Ketiga, buku tersebut secara luas telah menjadi rujukan masyarakat dalam
memahami ilmu tasawuf ketika itu ––bahkan sekarangpun di beberapa daerah
negara-negara di Asia Tenggara masih dipelajari dan diajarkan secara lisan
serta mengalami beberapa kali cetak ulang oleh beberapa penerbitan yang ada di
Mekkah, Mesir, Basrah, Singapura, Surabaya––, dan mempunyai pengaruh yang
sangat luas terhadap upaya pencerahan pemikiran dan spiritual umat, sehingga
menurut H. Muhammad Djanawi (Ulama dari HSU Amuntai) orang yang sudah
mempelajari ajaran tasawuf dalam kitab ini mereka akan merasa bangga.
Namun walaupun menjadi
rujukan dan berpengaruh luas terhadap masyarakat Islam diberbagai daerah,
terutama di Kalimantan Selatan, namun tidak pernah terbetik adanya berita
terhadap pencekalan isi atau larangan pengajarannya oleh pihak kerajaan Banjar
baik pada masa pemerintahan Sultan Tahmidillah 1778-1808 M, Sultan Sulaiman
1808-1825 M maupun Sultan Adam Al Watsiq Billah 1825-1857 M dan masa-masa
Sultan kerajaan Islam Banjar yang memerintahnya sesudahnya. Kecuali larangan
yang dikeluarkan oleh Belanda, karena ketakutan mereka terhadap bangkitnya
semangat orang-orang bumi putera dalam berjuang, berjihad guna mencapai
kemerdekaannya.

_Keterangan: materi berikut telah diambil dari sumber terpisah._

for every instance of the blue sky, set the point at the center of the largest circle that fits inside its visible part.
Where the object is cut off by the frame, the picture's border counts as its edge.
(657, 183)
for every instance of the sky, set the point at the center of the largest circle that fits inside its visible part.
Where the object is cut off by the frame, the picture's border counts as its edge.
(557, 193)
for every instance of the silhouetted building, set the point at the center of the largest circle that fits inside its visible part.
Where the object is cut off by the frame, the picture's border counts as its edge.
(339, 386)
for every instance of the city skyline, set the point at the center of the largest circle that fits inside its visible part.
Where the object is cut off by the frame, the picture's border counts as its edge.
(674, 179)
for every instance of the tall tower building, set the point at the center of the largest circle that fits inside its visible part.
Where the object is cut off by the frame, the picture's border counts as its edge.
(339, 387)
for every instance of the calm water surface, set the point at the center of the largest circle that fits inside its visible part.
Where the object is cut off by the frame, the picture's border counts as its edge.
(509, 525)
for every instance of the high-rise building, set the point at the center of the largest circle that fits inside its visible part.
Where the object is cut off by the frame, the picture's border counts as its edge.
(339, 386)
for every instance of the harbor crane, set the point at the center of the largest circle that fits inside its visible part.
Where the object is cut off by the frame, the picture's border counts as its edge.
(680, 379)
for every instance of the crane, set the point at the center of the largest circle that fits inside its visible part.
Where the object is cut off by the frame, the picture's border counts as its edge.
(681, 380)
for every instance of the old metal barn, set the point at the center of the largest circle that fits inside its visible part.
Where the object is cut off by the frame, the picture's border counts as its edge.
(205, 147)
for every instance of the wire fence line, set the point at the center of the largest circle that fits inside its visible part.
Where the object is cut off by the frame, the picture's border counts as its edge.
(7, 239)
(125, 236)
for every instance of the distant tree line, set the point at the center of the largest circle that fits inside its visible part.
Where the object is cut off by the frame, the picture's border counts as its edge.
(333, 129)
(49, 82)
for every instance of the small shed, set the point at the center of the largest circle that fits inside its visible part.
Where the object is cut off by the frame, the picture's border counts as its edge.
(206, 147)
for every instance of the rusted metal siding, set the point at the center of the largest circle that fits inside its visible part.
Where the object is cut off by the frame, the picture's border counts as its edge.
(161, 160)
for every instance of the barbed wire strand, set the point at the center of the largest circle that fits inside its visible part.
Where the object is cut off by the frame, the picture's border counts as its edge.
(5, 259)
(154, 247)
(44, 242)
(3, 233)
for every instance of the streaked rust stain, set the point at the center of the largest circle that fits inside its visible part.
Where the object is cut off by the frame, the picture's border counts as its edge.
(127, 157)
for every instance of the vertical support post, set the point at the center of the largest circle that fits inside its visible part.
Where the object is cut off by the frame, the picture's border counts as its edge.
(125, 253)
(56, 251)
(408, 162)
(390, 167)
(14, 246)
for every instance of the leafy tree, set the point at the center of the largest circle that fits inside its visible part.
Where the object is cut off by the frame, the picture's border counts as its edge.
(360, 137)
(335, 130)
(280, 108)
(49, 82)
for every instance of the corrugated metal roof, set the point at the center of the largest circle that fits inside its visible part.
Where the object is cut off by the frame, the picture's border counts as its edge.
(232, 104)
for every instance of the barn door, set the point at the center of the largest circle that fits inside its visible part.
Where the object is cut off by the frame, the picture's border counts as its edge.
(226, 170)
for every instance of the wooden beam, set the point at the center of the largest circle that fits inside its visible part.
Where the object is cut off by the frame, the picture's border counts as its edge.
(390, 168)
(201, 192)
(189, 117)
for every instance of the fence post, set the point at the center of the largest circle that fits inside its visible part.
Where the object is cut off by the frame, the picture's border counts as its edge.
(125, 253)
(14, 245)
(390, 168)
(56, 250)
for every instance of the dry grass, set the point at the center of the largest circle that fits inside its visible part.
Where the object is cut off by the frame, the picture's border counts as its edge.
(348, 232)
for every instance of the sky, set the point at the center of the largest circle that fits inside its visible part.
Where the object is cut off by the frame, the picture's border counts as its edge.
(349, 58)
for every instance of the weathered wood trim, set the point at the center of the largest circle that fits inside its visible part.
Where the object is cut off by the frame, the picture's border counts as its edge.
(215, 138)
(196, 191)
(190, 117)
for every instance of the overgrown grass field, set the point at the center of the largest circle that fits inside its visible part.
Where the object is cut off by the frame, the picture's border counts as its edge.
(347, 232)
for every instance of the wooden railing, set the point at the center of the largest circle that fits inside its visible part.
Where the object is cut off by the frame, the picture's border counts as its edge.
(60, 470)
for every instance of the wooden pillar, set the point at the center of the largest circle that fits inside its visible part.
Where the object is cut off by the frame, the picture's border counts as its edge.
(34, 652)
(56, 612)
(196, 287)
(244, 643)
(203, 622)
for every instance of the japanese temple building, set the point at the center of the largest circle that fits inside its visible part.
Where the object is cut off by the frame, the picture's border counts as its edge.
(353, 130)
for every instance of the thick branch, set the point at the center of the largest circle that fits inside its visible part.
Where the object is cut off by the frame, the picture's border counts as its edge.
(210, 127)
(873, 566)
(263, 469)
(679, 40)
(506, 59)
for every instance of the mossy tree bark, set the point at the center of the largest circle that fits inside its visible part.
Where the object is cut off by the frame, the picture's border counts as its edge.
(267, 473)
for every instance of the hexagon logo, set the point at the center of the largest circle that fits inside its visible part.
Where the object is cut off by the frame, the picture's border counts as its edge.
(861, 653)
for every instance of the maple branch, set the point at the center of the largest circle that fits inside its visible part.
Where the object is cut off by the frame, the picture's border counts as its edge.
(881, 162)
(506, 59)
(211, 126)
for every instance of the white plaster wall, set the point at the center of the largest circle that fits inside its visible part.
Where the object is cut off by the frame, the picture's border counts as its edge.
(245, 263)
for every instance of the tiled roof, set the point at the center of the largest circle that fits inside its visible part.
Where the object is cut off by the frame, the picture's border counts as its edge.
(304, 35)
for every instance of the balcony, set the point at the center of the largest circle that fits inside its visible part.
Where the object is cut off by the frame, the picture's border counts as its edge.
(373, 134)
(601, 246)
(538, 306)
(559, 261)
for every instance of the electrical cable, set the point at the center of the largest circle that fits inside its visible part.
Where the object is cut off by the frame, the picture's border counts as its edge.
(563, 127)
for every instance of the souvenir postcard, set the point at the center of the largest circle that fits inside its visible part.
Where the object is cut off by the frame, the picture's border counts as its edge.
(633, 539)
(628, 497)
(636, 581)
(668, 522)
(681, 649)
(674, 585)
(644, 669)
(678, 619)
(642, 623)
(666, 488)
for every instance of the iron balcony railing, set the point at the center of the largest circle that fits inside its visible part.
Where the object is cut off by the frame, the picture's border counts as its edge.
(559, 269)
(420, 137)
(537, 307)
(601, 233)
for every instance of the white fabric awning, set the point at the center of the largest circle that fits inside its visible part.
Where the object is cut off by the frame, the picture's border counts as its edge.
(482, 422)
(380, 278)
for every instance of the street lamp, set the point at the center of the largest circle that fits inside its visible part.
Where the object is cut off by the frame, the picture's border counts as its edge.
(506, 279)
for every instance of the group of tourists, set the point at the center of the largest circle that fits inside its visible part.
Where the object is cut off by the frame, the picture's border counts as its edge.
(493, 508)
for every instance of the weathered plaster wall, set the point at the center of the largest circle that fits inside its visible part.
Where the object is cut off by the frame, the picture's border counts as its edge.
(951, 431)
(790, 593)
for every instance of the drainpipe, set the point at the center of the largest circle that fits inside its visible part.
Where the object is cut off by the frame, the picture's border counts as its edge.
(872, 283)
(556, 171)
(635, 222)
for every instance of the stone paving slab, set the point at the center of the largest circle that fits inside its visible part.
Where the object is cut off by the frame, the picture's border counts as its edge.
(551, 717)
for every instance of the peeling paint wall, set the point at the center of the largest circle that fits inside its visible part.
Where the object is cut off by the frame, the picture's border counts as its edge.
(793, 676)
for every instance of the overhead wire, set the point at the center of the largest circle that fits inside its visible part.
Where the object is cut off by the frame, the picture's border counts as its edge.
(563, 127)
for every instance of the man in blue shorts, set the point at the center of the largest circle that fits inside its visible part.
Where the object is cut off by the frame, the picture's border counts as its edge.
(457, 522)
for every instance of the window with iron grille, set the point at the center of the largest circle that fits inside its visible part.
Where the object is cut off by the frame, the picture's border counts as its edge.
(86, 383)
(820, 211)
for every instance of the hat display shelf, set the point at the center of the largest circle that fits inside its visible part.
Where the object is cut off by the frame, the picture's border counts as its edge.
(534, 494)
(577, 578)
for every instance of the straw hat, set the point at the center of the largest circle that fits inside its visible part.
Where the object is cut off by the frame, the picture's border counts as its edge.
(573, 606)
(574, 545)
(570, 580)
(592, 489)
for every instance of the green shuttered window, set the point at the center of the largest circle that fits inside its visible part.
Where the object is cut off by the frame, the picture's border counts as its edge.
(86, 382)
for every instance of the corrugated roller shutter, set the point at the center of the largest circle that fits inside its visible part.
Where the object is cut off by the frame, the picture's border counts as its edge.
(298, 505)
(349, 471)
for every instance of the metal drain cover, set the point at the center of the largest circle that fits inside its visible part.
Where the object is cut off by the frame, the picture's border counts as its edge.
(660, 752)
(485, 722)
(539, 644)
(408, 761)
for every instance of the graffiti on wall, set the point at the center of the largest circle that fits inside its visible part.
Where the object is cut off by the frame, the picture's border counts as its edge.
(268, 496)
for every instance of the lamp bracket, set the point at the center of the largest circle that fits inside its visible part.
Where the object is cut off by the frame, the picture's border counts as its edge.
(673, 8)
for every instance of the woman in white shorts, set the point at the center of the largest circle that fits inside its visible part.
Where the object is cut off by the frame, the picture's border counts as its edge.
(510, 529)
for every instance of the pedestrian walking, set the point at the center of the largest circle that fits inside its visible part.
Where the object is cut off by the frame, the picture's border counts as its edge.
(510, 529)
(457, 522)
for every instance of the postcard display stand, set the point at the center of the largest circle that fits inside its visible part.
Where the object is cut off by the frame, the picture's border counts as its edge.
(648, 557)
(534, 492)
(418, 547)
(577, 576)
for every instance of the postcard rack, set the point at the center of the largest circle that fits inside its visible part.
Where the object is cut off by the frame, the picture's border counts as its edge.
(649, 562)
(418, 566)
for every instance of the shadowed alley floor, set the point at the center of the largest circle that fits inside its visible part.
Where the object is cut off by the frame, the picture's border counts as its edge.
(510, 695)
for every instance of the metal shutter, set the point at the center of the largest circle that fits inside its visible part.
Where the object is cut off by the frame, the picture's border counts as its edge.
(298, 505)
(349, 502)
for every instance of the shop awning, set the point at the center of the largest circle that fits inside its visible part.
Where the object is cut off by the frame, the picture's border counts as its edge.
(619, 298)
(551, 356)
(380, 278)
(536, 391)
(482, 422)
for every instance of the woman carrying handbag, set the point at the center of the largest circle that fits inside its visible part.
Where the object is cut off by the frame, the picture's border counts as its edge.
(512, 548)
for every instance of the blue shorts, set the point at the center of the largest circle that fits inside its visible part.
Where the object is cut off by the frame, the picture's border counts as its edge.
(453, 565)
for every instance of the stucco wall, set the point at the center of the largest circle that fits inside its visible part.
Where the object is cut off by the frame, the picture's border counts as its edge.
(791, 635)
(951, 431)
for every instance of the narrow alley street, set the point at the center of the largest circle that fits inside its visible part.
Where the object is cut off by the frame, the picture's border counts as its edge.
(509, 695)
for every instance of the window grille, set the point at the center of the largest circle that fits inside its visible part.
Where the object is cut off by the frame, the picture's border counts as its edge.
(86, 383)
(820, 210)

Sehingga mereka berkepentingan sekali untuk menghembuskan isu
bahwa mempelajari kitab tasawuf seperti Al-Durr al-Nafis haram hukumnya.
Keempat, boleh jadi pasca peristiwa dihukum bunuhnya Syekh Abdul Hamid Abulung
(Datu Abulung) yang dipancung karena perkataannya yang menyatakan bahwa syariat
yang diajarkan pada masanya adalah kulit dan belum sampai kepada hakikat, untuk
itu ia menyatakan statement baru bahwa “Tiada yang maujud melainkan hanyalah
Dia, tiada aku melainkan Dia, Dialah aku dan aku adalah Dia”, serta eksistensi
dan luasnya pengaruh buku tasawuf Al-Durr al-Nafis karya syekh Muhammad Nafis
ini menjadi salah satu faktor penyebab ditulisnya risalah tasawuf Kanzul
Ma’rifah oleh Syekh Muhammad Arsyad Al Banjary, yang menurut berita pada
akhirnya dihadiahkan kepada salah seorang sultan Aceh (Idwar Saleh, 1980).
Dari penjelasan di atas kesimpulan yang menarik untuk menjadi bahan renungan
adalah bahwa keberadaan atau sejarah hidup dan perjuangan, karya tulis dan
corak pemikiran, pengaruh dan penyebarluasan ajaran tasawuf dari Syekh Muhammad
Nafis dan kitabnya Al-Durr al-Nafis urgen untuk dikaji dan diteliti kembali
secara lebih mendalam dan komprehensif. Wallahua’lam.